Su Director Espiritual le da un consejo que será clave para su vida: “Camina y mira a tu alrededor”. De esta manera, Juan contempla la miseria humana, sobrecogiéndole poderosamente: los suburbios del industrial Turín albergaban cientos adolescentes ociosos, que vagabundeaban por las calles, muchos de ellos huérfanos que habían llegado a la ciudad a ganarse la vida. Asimismo, Don Bosco (como se le conoce popularmente) es nombrado capellán de las prisiones, donde contempla una realidad que le impresiona sobremanera. Todo ello le impulsa a tomar una determinación: “como sea, debo hacer lo imposible para evitar que encierren en ellas a chicos tan jóvenes”.
De esta manera nace el Oratorio Salesiano, en el que comienza a acoger a chicos de la calle. Sería el germen de la Congregación Salesiana que, bajo el nombre de Sociedad de San Francisco de Sales, centra sus esfuerzos en la educación. Una educación preventiva que llegaba directamente al corazón de los jóvenes. Esos chicos empiezan a ver en Don Bosco un referente para sus vidas, pues , en su afán por ganarse a los chicos, era capaz de conjugar a la perfección la severidad necesaria para lograr disciplina, con la gentileza de una sonrisa que ablandaba hasta el alma más dura. Y todo desde el convencimiento profundo de su promesa a Dios de trabajar incansablemente por los jóvenes: “por vosotros estudio, por vosotros trabajo, por vosotros estoy incluso dispuesto a dar la vida. Tened la certeza de que cuanto soy, lo soy todo para vosotros”, decía. En estos oratorios, Don Bosco llegó a educar a más de 100.000 chicos.

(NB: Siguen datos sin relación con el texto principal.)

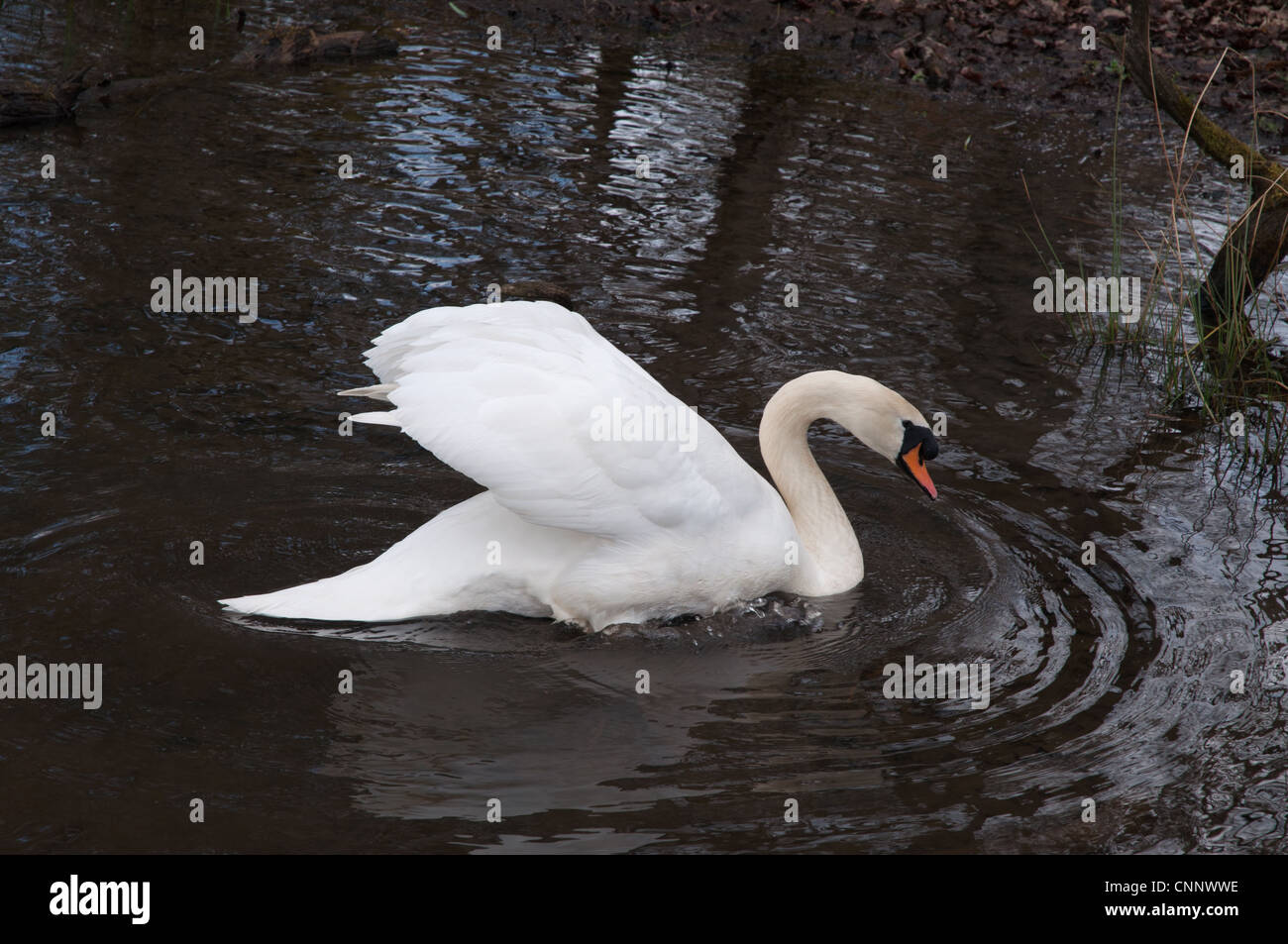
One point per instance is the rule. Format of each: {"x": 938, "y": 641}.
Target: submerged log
{"x": 301, "y": 46}
{"x": 31, "y": 103}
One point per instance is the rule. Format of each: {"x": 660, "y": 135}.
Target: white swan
{"x": 590, "y": 517}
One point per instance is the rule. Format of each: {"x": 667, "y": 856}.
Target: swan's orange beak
{"x": 912, "y": 464}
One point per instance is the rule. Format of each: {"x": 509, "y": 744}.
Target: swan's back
{"x": 507, "y": 394}
{"x": 583, "y": 520}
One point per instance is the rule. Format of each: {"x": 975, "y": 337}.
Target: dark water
{"x": 1108, "y": 682}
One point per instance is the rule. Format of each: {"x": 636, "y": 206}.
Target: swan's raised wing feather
{"x": 509, "y": 394}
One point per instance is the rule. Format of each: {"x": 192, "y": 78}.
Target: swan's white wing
{"x": 509, "y": 394}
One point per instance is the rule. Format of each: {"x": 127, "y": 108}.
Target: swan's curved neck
{"x": 831, "y": 561}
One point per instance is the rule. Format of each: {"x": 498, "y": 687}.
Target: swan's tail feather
{"x": 376, "y": 391}
{"x": 378, "y": 590}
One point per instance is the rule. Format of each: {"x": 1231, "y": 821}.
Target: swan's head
{"x": 887, "y": 423}
{"x": 917, "y": 447}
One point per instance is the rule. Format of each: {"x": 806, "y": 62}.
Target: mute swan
{"x": 608, "y": 500}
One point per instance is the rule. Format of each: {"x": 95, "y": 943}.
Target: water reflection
{"x": 1109, "y": 682}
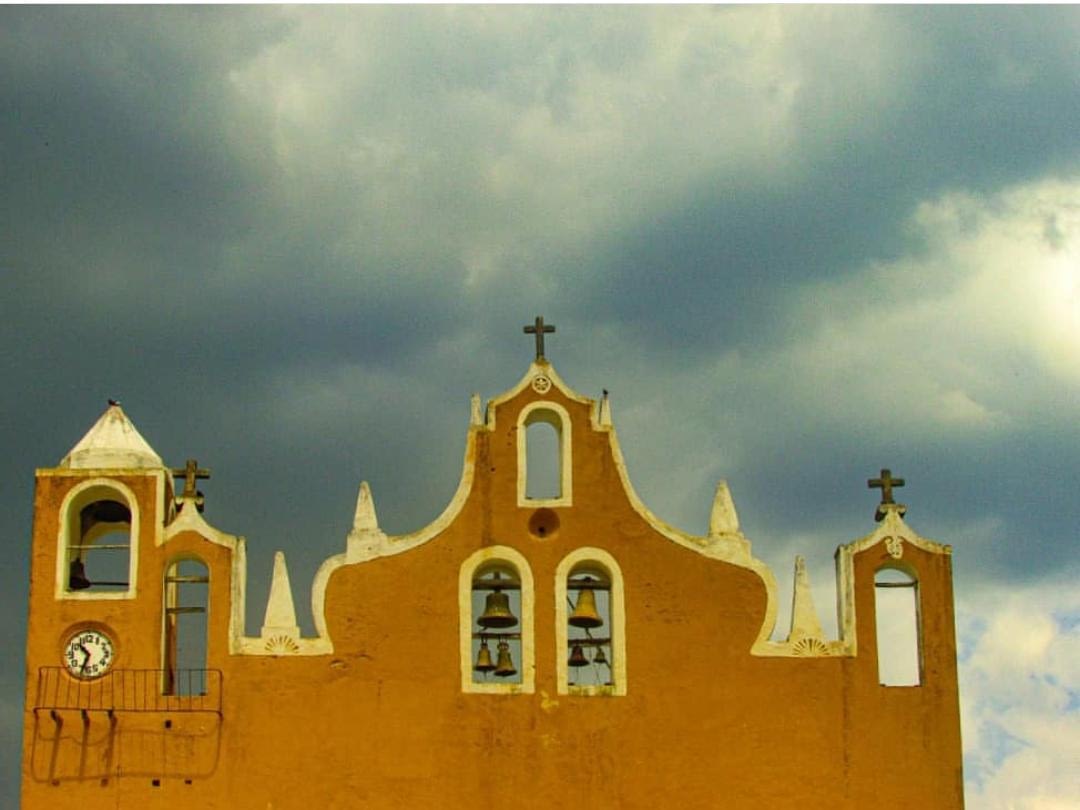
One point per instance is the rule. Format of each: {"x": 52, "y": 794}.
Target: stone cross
{"x": 886, "y": 483}
{"x": 539, "y": 329}
{"x": 190, "y": 473}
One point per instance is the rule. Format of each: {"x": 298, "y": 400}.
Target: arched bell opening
{"x": 185, "y": 637}
{"x": 496, "y": 623}
{"x": 590, "y": 630}
{"x": 496, "y": 603}
{"x": 898, "y": 626}
{"x": 97, "y": 538}
{"x": 589, "y": 656}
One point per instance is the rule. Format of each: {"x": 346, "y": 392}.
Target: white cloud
{"x": 1020, "y": 678}
{"x": 967, "y": 333}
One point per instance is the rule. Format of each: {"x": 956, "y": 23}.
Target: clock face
{"x": 88, "y": 653}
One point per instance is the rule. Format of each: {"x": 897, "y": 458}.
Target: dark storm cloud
{"x": 984, "y": 103}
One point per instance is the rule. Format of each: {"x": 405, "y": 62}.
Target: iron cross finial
{"x": 191, "y": 473}
{"x": 539, "y": 329}
{"x": 886, "y": 483}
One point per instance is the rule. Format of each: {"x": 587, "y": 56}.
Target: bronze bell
{"x": 77, "y": 577}
{"x": 497, "y": 611}
{"x": 505, "y": 665}
{"x": 584, "y": 612}
{"x": 578, "y": 657}
{"x": 484, "y": 659}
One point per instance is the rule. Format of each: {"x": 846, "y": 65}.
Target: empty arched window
{"x": 186, "y": 611}
{"x": 899, "y": 637}
{"x": 542, "y": 478}
{"x": 591, "y": 645}
{"x": 543, "y": 456}
{"x": 496, "y": 604}
{"x": 98, "y": 529}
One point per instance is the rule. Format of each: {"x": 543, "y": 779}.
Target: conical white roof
{"x": 112, "y": 443}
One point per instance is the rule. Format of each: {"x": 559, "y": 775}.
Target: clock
{"x": 88, "y": 653}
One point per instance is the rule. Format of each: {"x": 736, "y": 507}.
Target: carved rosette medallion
{"x": 282, "y": 645}
{"x": 894, "y": 545}
{"x": 810, "y": 648}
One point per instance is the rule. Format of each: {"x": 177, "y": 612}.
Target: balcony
{"x": 131, "y": 690}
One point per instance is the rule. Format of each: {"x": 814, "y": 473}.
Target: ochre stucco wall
{"x": 382, "y": 721}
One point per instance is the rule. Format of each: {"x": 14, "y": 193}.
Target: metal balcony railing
{"x": 131, "y": 690}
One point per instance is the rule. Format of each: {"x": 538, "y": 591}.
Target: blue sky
{"x": 796, "y": 243}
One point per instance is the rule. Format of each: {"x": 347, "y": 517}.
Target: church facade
{"x": 554, "y": 647}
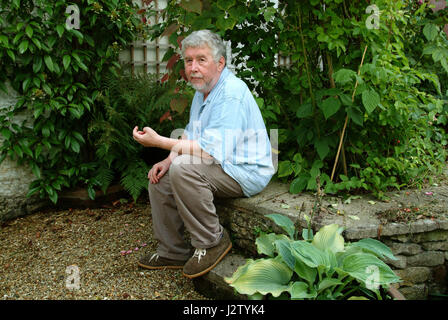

Asimismo, Don Bosco fue un apóstol de la confesión y leía las conciencias por un don especial que Dios le dio. Él veía las conciencias de sus muchachos sin velo alguno como en un espejo. Estaba tan arraigada en todos la persuasión de que Don Bosco leía en la conciencia, no sólo los pecados externos, sino hasta los pensamientos más recónditos, que la mayor parte de ellos se confesaba más a gusto con él que con los otros sacerdotes. Y siempre, siempre, les dejaba patente que, para él, esperanza, misericordia y confesión eran sinónimos.